Interestingly, Asian executives are more likely to trust their own intuition and judgement whereas Europeans look more strongly to the opinions of their peers. Six in 10 of the Asian executives surveyed say that personal intuition is critical in making strategic decisions. They also make greater use of technology to support decision-making. For multinational companies, this means that “detailed, uniform decision-making processes may be hard to apply across different cultures, and that broad frameworks describing missions and values may work better”, said the EIU release.

“What you try and share internationally are the fundamental principles and values of your business, its basic mission and vision. After that you need to be flexible because of the cultural differences. You have to allow teams to get on with it,” said Lord Karan Bilimoria, the founder of Cobra Beer which has offices in several countries including India, South Africa and the UK, in the survey report.

The study also found advantages to being small. Executives at smaller firms are more confident of their decision-making efficiency than their counterparts at larger ones, rely more on people than process, and worry less about data overload.

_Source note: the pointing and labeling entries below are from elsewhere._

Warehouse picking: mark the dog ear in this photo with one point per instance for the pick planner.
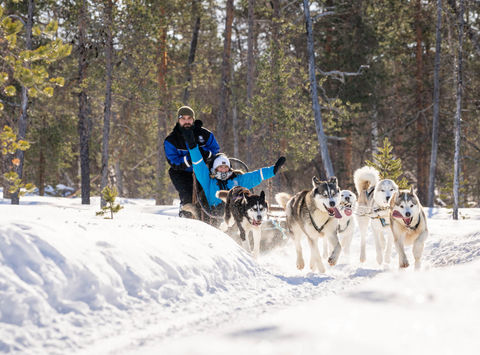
(222, 195)
(393, 200)
(262, 196)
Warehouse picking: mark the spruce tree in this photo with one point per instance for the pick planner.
(387, 165)
(109, 194)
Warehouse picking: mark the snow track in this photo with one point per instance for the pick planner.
(71, 282)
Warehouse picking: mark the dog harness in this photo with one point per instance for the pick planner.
(319, 229)
(344, 229)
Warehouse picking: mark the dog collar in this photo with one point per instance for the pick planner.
(319, 229)
(344, 229)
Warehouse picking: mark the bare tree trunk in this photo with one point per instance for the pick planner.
(108, 95)
(225, 83)
(236, 152)
(23, 120)
(193, 49)
(436, 103)
(42, 161)
(250, 69)
(83, 123)
(421, 129)
(375, 131)
(322, 139)
(458, 114)
(162, 113)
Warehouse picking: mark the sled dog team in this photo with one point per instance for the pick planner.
(396, 217)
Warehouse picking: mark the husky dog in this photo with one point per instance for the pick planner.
(373, 204)
(345, 226)
(314, 213)
(248, 211)
(409, 225)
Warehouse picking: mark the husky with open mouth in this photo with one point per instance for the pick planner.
(346, 224)
(409, 226)
(248, 211)
(314, 213)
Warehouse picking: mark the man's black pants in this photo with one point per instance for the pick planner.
(183, 182)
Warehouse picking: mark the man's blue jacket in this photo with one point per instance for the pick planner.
(211, 185)
(176, 150)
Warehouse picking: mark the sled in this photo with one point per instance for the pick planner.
(273, 231)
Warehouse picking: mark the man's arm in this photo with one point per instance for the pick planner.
(212, 144)
(200, 168)
(176, 160)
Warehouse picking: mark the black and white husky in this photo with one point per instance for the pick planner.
(248, 211)
(409, 226)
(373, 205)
(314, 213)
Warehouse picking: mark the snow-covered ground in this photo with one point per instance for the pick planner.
(148, 282)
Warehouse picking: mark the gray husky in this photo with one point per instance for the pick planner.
(314, 213)
(373, 205)
(248, 211)
(409, 225)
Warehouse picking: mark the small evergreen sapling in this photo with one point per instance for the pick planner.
(388, 166)
(109, 194)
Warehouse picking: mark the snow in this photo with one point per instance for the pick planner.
(148, 282)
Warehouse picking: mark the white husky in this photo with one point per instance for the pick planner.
(374, 204)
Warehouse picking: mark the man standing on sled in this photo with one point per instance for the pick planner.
(181, 171)
(220, 176)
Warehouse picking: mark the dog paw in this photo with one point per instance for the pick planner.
(418, 264)
(300, 264)
(363, 258)
(223, 227)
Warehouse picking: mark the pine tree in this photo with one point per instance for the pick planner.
(109, 194)
(388, 166)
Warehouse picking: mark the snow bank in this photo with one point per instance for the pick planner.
(65, 261)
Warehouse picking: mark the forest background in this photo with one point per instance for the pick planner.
(93, 87)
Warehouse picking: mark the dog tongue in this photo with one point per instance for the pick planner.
(337, 213)
(397, 214)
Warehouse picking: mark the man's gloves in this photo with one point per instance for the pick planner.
(187, 134)
(278, 164)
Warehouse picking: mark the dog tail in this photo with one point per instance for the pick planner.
(365, 177)
(282, 198)
(190, 207)
(222, 195)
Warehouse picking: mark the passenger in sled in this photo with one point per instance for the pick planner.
(221, 176)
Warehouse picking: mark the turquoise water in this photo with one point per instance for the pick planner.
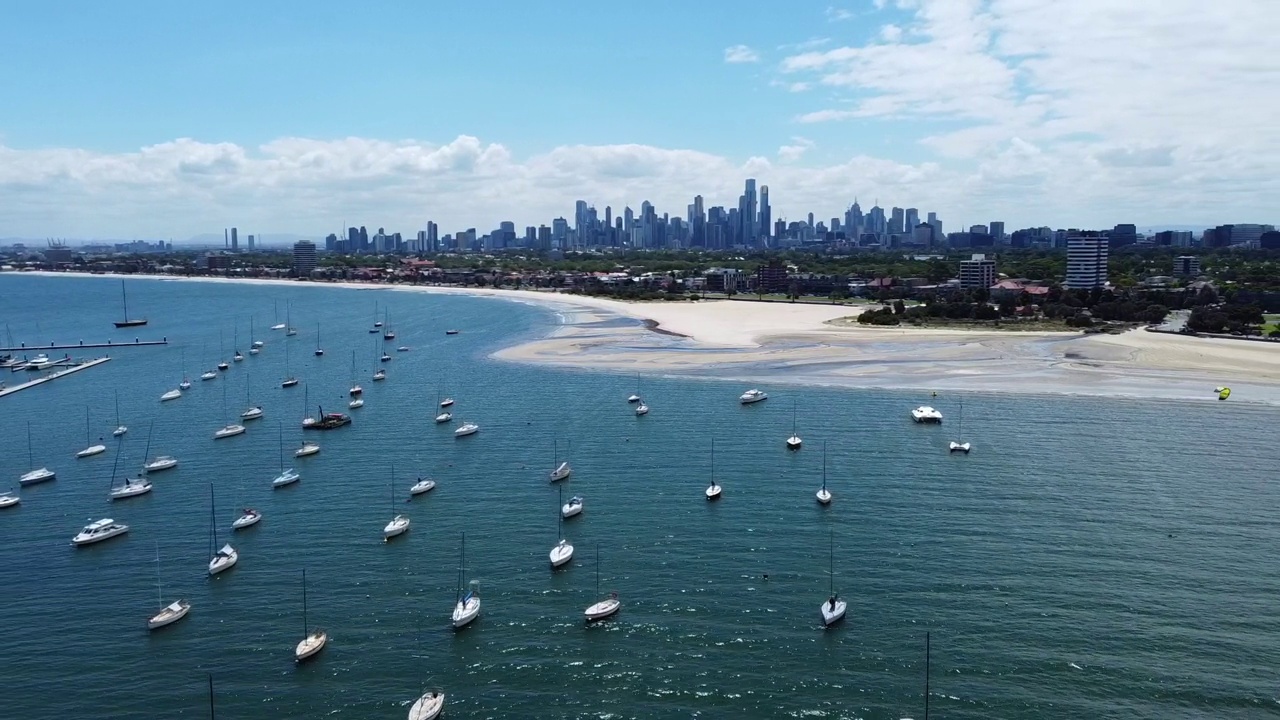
(1089, 559)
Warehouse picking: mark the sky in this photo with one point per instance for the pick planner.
(159, 119)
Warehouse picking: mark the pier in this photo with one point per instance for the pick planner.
(76, 368)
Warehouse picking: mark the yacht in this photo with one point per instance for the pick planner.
(163, 463)
(247, 518)
(926, 414)
(99, 531)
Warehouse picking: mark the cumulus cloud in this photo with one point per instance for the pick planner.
(741, 54)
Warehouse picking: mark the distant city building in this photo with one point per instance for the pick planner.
(977, 272)
(304, 258)
(1086, 263)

Technology can, however , help improve decision-making by making it easier to access and organise large amounts of information. But according to the EIU, many executives are uncomfortable using dashboards and other IT tools. These need to become more reliable and user-friendly to appeal to the less technology-savvy members of the management team, and also to the entire workforce, added the EIU in its report.


5 Ingredients of Good Decision-Making

ACCORDING to the EIU report titled “In search of clarity: Unravelling the complexities of executive decision making”, the five prerequisites are:

1. High-quality data“The greater your understanding of your company, your competitors and your environment, the more you can move from guesswork to making strategic choices.”

2. Employees need access to good technology and training
“There is no point in spending on new technology if people do not use it.”

3. Sound judgement“Decision-making processes, whether formal or not, need to leverage the strengths of human intuition. Data does not run companies; people do.”

4. Trust“To gain employees’ confidence in management decision, establishing transparency and trust is at least as essential as a good track record.”

5. Flexibility“Approaches to decision-making, and even to the use of data, need to reflect the fact that the world is a diverse place, and one size does not always fit all.”